In terms of capital control, it is most taboo to put all your eggs in one basket. If all the funds are lost when the market is wrong, there will be no funds for subsequent operations.
In addition, when making a strategy, it is necessary to calculate the profit-loss ratio after the operation. Usually 3: 1 is more in line with the principle of speculation. If the profit-loss ratio is maintained at 3: 1 every time you enter the market, 50% of the profit will be added to the next transaction when you make money, and the next transaction amount will be deducted from the loss amount when you lose money. Even if the winning rate is only half, the loss probability is 0. 1875 if you enter the market five times. In the long run, the probability of loss is almost zero. Therefore, a good capital planning almost determines the quality of the operation strategy, which should not be underestimated.
Third, there must be a plan for offense and defense.
The formulation of strategy focuses on defense, and only with a solid defense plan can we attack abroad. For example, if there is no strong backing or flexible retreat, the chances of winning will be very low. On the contrary, they tend to linger in the last position and put all their eggs in one basket.
At the beginning of the transaction, we often face the embarrassment of ups and downs in the market, sometimes making profits and sometimes losing money. If you don't reach the bottom line of defense, don't rush for success. You must be patient and self-disciplined to avoid the success or failure of the operation because of emotional ups and downs.
When the trading strategy is drawn up, the offensive strategy should also be drawn up. When will the price increase? How much more? The attack plan can improve the profit, but it may also cause greater losses, so it is forbidden to overweight when losing money. Try to look at it from a business point of view. When you buy a batch of goods but can't sell them, and the market price is falling, will you buy them again? The same is true of the concept of overweight. When the market is running at a loss, it is like buying goods slowly. We can only try to deal with the loss, so how can we spare the energy to be overweight again?
Therefore, a perfect offensive and defensive plan can know the maximum loss of each transaction before entering the market, and can calmly deal with the short-term fluctuations of the market within the tolerable range.

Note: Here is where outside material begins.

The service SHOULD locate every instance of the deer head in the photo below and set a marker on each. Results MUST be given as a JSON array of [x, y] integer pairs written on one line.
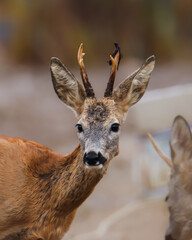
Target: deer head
[[99, 120], [180, 185]]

Fourth, the setting of stop loss point
In the face of different operation stages, the setting of stop loss point is also different. In the long-term operation, the choice of stop loss needs a higher proportion, accounting for a higher proportion of funds, in case it is swept out of the house because of a temporary reversal of the market.
The choice of stop loss in mid-line operation usually tends to be technical, with reference to the trend line or the high and low points of the current trend. The choice of stop loss is often small, often based on the high and low points of the previous day or the opening price and closing price.
In addition, we should also consider the setting of time stop loss, and assume the duration of the market in this band before formulating the operation strategy. When there is a trend that the market should start but not start, you must stop with time. This kind of stop loss is mostly applied to the false breakthrough trend, which is difficult to set and requires rich market experience. However, investors can observe the historical trend, look for the number of false breakthroughs in the past trend, and count the number of days, which can be used as a reference for setting the stop loss point of future operating strategies.